In seeking for a reversal of the Ombudsman ruling, the accused cited the Ombudsman’s inordinate delay in the resolution of the preliminary investigation of their case as basis for the filing of the motion for reconsideration.
According to them, the unreasonable delay by the Ombudsman constituted a violation of their right to the speedy disposition of their case.
But the SC ruled that there was no grave abuse of discretion on the part of the Sandiganbayan in denying the accused motion to quash the information.
“To emphasize, a simple mathematical reckoning of time shall never suffice. Rather, each case shall be scrutinized according to the facts and circumstances peculiar thereto. Considering that the perceived delays in the instant case were justified, the case against the petitioners shall not be dismissed,” the tribunal declared.
Contrary to the claim of the petitioners that there was a lull in the investigation, the SC said records show that numerous proceedings took place during the two-year period.

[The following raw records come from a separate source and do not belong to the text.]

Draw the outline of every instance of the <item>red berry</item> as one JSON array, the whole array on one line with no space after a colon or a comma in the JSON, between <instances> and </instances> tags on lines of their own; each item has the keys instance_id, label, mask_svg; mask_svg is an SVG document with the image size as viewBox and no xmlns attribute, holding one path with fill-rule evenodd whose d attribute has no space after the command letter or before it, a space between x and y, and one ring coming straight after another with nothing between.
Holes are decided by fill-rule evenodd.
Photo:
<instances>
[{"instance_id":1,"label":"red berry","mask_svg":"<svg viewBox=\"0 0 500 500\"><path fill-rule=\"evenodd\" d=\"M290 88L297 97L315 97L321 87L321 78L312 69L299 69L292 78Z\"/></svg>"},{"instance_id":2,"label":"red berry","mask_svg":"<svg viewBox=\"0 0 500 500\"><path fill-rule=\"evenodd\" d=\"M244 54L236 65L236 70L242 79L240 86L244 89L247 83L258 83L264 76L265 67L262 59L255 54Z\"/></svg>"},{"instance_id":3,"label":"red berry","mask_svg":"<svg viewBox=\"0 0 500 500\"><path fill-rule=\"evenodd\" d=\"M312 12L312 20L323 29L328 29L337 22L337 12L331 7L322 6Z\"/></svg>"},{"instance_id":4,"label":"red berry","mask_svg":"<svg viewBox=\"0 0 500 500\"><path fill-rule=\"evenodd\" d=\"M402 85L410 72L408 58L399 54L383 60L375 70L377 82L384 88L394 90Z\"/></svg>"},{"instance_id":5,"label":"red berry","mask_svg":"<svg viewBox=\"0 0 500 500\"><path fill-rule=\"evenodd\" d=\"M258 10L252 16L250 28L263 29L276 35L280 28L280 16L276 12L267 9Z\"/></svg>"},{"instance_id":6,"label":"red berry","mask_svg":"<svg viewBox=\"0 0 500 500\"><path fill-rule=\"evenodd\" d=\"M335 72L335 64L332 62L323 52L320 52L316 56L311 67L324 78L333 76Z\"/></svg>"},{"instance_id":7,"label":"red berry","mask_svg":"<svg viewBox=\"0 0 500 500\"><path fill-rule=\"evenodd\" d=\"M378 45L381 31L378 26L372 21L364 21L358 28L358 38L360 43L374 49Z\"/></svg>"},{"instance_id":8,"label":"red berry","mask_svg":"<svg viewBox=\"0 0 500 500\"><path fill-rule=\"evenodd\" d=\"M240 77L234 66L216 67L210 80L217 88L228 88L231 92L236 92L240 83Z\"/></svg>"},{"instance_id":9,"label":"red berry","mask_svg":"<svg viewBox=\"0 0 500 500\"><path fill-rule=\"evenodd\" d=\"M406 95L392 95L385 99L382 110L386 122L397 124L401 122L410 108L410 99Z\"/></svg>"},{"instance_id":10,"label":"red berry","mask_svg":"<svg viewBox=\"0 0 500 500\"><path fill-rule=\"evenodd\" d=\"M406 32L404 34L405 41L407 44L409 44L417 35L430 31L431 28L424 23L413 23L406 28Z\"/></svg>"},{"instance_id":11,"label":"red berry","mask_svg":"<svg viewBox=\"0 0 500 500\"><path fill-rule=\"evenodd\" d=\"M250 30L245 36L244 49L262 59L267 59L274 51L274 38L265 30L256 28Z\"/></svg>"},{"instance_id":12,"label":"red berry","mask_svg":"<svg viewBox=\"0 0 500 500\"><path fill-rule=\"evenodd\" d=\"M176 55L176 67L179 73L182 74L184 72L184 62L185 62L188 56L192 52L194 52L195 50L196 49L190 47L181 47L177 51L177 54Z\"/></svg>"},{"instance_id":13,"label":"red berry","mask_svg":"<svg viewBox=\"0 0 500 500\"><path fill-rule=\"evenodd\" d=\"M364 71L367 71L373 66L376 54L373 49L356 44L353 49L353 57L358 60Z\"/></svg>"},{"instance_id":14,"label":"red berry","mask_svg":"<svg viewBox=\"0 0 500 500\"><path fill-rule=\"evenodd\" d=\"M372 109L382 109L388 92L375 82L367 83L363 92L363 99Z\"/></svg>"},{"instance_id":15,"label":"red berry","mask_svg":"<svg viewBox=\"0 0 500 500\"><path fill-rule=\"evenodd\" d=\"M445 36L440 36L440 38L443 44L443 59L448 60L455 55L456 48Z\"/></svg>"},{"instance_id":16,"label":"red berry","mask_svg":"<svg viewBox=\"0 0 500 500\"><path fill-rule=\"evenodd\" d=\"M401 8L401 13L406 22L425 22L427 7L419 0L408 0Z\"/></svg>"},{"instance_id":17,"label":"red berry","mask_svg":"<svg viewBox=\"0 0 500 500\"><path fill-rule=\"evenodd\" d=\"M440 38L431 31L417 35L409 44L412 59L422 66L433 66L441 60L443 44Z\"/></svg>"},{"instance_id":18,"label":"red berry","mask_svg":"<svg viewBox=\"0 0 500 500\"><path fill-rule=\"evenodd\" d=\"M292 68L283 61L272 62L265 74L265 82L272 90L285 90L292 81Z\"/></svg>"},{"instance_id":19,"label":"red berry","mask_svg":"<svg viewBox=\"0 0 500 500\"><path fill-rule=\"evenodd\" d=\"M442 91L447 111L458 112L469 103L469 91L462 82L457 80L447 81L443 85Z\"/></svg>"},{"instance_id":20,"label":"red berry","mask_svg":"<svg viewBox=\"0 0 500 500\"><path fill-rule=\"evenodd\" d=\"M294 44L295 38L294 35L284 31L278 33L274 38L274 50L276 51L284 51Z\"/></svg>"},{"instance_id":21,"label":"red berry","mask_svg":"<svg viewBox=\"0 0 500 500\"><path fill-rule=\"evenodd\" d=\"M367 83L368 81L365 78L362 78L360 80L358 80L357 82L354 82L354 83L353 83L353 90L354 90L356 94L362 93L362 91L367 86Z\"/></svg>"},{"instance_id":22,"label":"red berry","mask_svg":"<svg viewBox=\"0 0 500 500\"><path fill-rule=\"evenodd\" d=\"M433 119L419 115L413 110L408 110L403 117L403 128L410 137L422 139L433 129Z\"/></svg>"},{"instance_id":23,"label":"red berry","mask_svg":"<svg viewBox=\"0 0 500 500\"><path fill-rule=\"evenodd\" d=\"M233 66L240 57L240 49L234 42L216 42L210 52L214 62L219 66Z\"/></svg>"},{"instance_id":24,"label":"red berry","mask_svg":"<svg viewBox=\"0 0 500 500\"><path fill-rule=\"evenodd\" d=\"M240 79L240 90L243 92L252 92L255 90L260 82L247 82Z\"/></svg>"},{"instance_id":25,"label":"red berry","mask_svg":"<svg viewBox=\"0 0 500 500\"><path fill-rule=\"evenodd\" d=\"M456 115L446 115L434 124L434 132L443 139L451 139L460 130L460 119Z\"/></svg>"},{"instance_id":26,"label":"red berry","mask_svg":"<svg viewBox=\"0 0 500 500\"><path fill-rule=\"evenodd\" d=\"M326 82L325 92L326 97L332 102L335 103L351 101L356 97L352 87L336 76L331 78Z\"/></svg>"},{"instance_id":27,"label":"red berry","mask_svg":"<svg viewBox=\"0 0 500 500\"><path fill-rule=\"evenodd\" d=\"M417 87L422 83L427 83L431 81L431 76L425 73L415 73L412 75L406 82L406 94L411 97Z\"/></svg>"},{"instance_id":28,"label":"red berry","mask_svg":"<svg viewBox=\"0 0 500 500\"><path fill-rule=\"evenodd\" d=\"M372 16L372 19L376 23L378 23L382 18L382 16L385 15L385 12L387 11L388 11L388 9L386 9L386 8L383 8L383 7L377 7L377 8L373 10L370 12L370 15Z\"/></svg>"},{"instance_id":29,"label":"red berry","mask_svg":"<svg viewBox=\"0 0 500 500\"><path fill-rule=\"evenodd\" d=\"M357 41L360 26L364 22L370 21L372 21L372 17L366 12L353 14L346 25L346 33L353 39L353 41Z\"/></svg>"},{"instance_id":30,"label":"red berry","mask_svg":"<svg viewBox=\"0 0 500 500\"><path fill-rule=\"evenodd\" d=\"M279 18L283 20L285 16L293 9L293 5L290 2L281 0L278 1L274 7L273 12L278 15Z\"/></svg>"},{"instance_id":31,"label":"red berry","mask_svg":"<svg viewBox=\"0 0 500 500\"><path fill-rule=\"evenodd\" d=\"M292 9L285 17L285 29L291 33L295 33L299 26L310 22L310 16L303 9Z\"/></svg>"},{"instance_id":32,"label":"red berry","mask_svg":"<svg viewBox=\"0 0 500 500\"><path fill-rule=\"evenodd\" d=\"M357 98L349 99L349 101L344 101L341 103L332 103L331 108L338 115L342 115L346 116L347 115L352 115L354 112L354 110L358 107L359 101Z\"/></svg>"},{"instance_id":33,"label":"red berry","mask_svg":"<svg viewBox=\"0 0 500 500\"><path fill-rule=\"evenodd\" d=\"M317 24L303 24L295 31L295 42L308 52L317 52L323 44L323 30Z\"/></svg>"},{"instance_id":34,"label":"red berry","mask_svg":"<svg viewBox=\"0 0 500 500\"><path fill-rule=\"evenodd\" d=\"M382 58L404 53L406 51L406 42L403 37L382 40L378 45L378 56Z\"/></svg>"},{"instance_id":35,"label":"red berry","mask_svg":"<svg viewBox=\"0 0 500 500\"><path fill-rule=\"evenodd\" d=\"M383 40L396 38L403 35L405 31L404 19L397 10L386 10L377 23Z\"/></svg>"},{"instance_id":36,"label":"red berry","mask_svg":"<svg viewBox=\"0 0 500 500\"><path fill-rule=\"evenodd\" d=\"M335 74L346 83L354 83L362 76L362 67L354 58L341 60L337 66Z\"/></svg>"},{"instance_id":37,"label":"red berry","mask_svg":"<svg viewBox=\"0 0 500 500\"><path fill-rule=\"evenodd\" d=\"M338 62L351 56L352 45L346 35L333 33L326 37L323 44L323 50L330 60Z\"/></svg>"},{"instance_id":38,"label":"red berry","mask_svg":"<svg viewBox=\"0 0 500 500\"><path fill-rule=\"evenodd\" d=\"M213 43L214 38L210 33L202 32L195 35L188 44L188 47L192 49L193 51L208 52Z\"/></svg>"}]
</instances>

Likewise, the Court did not give weight to the claim of the petitioners that due to the length that the preliminary investigation lagged, they suffered prejudice consisting of difficulties in traveling which, in turn, prevented them from competently fulfilling their duties.
“On the contrary, the petitioners (save for those who have already retired) were even promoted during the pendency of the investigation, despite the complaint lodged against them,” the Court noted.
The Morong 43 were arrested on the suspicion that they are members of the New People’s Army (NPA).
They were captured by the military in Morong, Rizal, in February 2010.
They claimed that they were mere health workers illegally detained for 10 months and tortured by their captors on charges of illegal possession of firearms and explosives.
They were released in December 2010 after the Department of Justice withdrew the criminal charges filed against them.